Introducing Apache Maven
Chapter 1
Although there are a number of references for Maven online, there is no single, well-written narrative for introducing Maven that can serve as both an authoritative reference and an introduction. What we’ve tried to do with this effort is provide such a narrative coupled with useful reference material.
1.1 Maven… What is it?
The answer to this question depends on your own perspective. The great majority of Maven users are going to call Maven a “build tool”: a tool used to build deployable artifacts from source code. Build engineers and project managers might refer to Maven as something more comprehensive: a project management tool. What is the difference? A build tool such as Ant is focused solely on preprocessing, compilation, packaging, testing, and distribution. A project management tool such as Maven provides a superset of features found in a build tool. In addition to providing build capabilities, Maven can also run reports, generate a web site, and facilitate communication among members of a working team.
A more formal definition of Apache Maven: Maven is a project management tool which encompasses a project object model, a set of standards, a project lifecycle, a dependency management system, and logic for executing plugin goals at defined phases in a lifecycle. When you use Maven, you describe your project using a well-defined project object model, Maven can then apply cross-cutting logic from a set of shared (or custom) plugins.
Don’t let the fact that Maven is a "project management" tool scare you away. If you were just looking for a build tool, Maven will do the job. In fact, the first few chapters of this book will deal with the most common use case: using Maven to build and distribute your project.
1.2. Convention Over Configuration
Convention over configuration is a simple concept. Systems, libraries, and frameworks should assume reasonable defaults. Without requiring unnecessary configuration, systems should "just work". Popular frameworks such as Ruby on Rails and EJB3 have started to adhere to these principles in reaction to the configuration complexity of frameworks such as the initial EJB 2.1 specifications. An illustration of convention over configuration is something like EJB3 persistence: all you need to do to make a particular bean persistent is to annotate that class with @Entity. The framework assumes table and column names based on the name of the class and the names of the properties. Hooks are provided for you to override these default, assumed names if the need arises, but, in most cases, you will find that using the framework-supplied defaults results in a faster project execution.

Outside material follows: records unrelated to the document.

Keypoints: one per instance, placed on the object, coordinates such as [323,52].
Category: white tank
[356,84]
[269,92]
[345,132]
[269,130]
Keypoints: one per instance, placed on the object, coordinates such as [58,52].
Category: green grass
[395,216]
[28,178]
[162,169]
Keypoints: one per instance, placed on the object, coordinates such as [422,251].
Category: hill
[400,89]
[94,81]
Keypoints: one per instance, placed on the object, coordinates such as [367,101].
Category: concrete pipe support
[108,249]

Maven incorporates this concept by providing sensible default behavior for projects. Without customization, source code is assumed to be in ${basedir}/src/main/java and resources are assumed to be in ${basedir}/src/main/resources. Tests are assumed to be in ${basedir}/src/test, and a project is assumed to produce a JAR file. Maven assumes that you want the compile byte code to ${basedir}/target/classes and then create a distributable JAR file in ${basedir}/target. While this might seem trivial, consider the fact that most Ant-based builds have to define the locations of these directories. Ant doesn’t ship with any built-in idea of where source code or resources might be in a project; you have to supply this information. Maven’s adoption of convention over configuration goes farther than just simple directory locations, Maven’s core plugins apply a common set of conventions for compiling source code, packaging distributions, generating web sites, and many other processes. Maven’s strength comes from the fact that it is "opinionated", it has a defined life-cycle and a set of common plugins that know how to build and assemble software. If you follow the conventions, Maven will require almost zero effort - just put your source in the correct directory, and Maven will take care of the rest.

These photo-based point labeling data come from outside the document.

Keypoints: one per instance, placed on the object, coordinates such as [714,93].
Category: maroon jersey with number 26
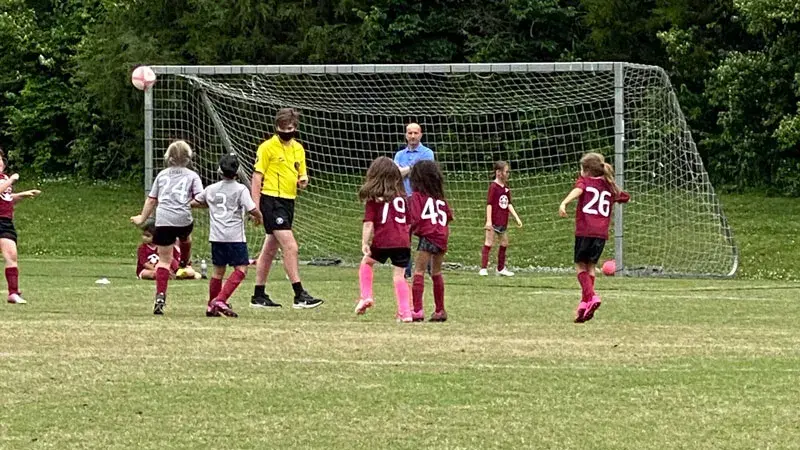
[594,207]
[430,218]
[390,222]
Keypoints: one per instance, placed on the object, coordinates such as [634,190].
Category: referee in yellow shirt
[279,170]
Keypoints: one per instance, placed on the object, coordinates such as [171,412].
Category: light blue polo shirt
[407,158]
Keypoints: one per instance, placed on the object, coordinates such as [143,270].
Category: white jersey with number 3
[175,188]
[227,202]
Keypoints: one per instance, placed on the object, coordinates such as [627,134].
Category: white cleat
[16,299]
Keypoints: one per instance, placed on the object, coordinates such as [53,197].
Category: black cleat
[306,301]
[263,302]
[159,304]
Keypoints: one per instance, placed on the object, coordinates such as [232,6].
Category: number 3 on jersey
[399,205]
[433,212]
[599,198]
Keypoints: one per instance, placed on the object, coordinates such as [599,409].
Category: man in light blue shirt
[409,156]
[413,152]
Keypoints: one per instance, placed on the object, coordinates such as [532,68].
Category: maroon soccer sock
[501,258]
[214,288]
[230,285]
[485,256]
[417,290]
[438,292]
[586,286]
[186,252]
[162,278]
[12,277]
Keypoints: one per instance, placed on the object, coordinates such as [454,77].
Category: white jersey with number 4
[228,201]
[175,188]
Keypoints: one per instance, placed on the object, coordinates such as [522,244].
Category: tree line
[67,105]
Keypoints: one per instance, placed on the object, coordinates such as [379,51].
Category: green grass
[701,364]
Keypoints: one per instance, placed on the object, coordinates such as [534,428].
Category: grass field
[697,364]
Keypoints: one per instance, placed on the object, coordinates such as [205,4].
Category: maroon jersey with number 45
[430,218]
[594,206]
[390,223]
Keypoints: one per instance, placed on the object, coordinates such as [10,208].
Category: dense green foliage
[67,106]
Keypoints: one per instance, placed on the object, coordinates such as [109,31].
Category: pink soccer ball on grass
[610,268]
[143,77]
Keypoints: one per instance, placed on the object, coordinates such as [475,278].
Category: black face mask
[287,136]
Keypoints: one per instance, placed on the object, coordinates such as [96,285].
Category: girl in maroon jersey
[430,219]
[8,234]
[498,207]
[596,191]
[385,234]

One side-effect of using systems that follow "convention over configuration" is that end-users might feel that they are forced to use a particular methodology or approach. While it is certainly true that Maven has some core opinions that shouldn’t be challenged, most of the defaults can be customized. For example, the location of a project’s source code and resources can be customized, names of JAR files can be customized, and through the development of custom plugins, almost any behavior can be tailored to your specific environment’s requirements. If you don’t care to follow convention, Maven will allow you to customize defaults in order to adapt to your specific requirements.
1.3 A Common Interface
Before Maven provided a common interface for building software, every single project had someone dedicated to managing a fully customized build system. Developers had to take time away from developing software to learn about the idiosyncrasies of each new project they wanted to contribute to. In 2001, you’d have a completely different approach to building a project like Turbine than you would to building a project like Tomcat. If a new source code analysis tool came out that would perform static analysis on source code, or if someone developed a new unit testing framework, everybody would have to drop what they were doing and figure out how to fit it into each project’s custom build environment. How do you run unit tests? There were a thousand different answers. This environment was characterized by a thousand endless arguments about tools and build procedures. The age before Maven was an age of inefficiency, the age of the "Build Engineer".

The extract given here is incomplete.